5. Delegation Message Examples

Good Delegation (Bounded and Context-Rich)

To: rds-health-agent
Task: Analyze RDS db-prod-01 connection pool and query latency for 2026-04-01 02:00-06:00 UTC.
Context: Incident report: API service response times increased 300% starting 02:15 UTC. EC2 CPU is normal (35% average). Specifically: is RDS connection pool saturation contributing to the API latency increase?
Expected output: Structured diagnosis with Evidence, Root Cause Hypothesis, and Escalation Decision.

Poor Delegation (Too Broad)

To: rds-health-agent
Task: Check if the database is okay.

The second form makes the specialist do the scoping work the coordinator should have done. The specialist has no time window, no incident context, and no specific question to answer.

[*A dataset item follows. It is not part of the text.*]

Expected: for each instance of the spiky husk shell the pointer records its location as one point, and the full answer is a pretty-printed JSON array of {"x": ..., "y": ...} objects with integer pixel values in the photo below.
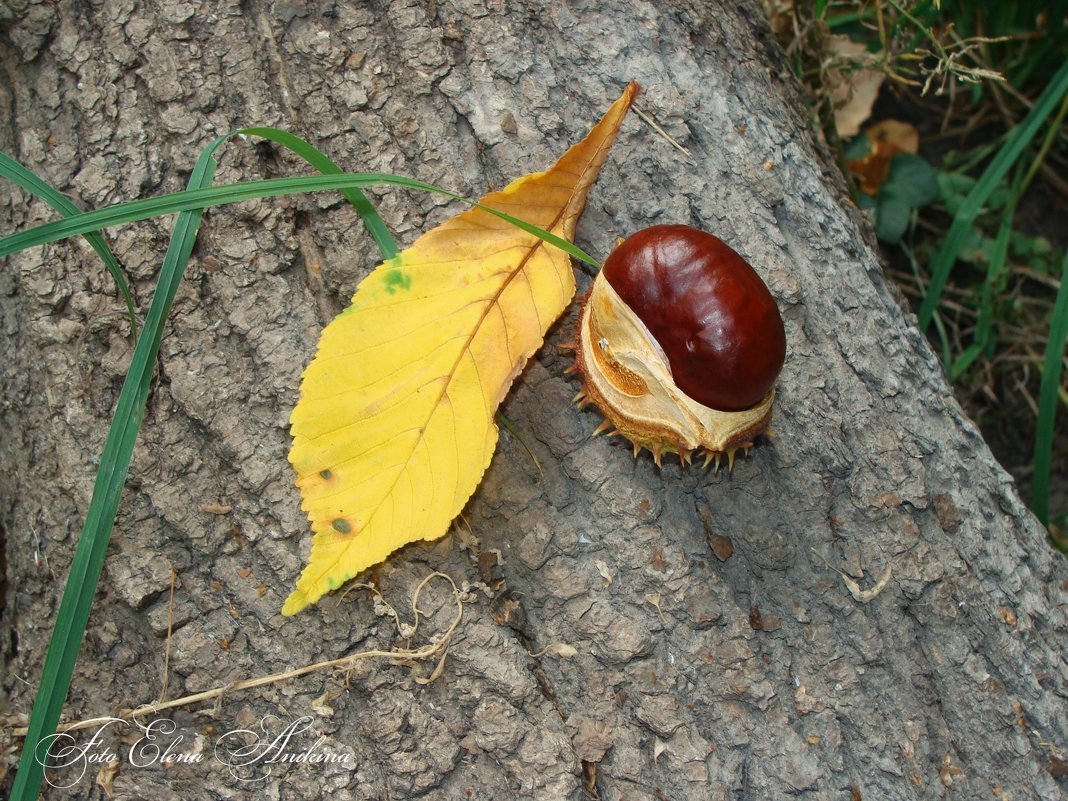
[{"x": 626, "y": 374}]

6. Solo Learner Fleet Setup

If completing the fleet lab solo, configure all three agents sequentially and run a simulated incident:

# Directory structure for solo fleet
solo-fleet/
├── coordinator/
│ ├── soul.md
│ ├── config.yaml
│ └── skills/coordination.md
├── rds-health-agent/ # From Module 10 Track A
├── k8s-health-agent/ # From Module 10 Track C
└── finops-agent/ # From Module 10 Track B

# Run the coordinator with the cross-domain incident
hermes --profile ./coordinator --task "Investigate: API latency spike started at 02:15. All three infrastructure domains potentially involved."

The coordinator will delegate to each specialist, collect their analyses of the simulated data, and produce a cross-domain synthesis. You are playing the role of all three specialists' "infrastructure" — the mock data files provide the evidence each specialist reads.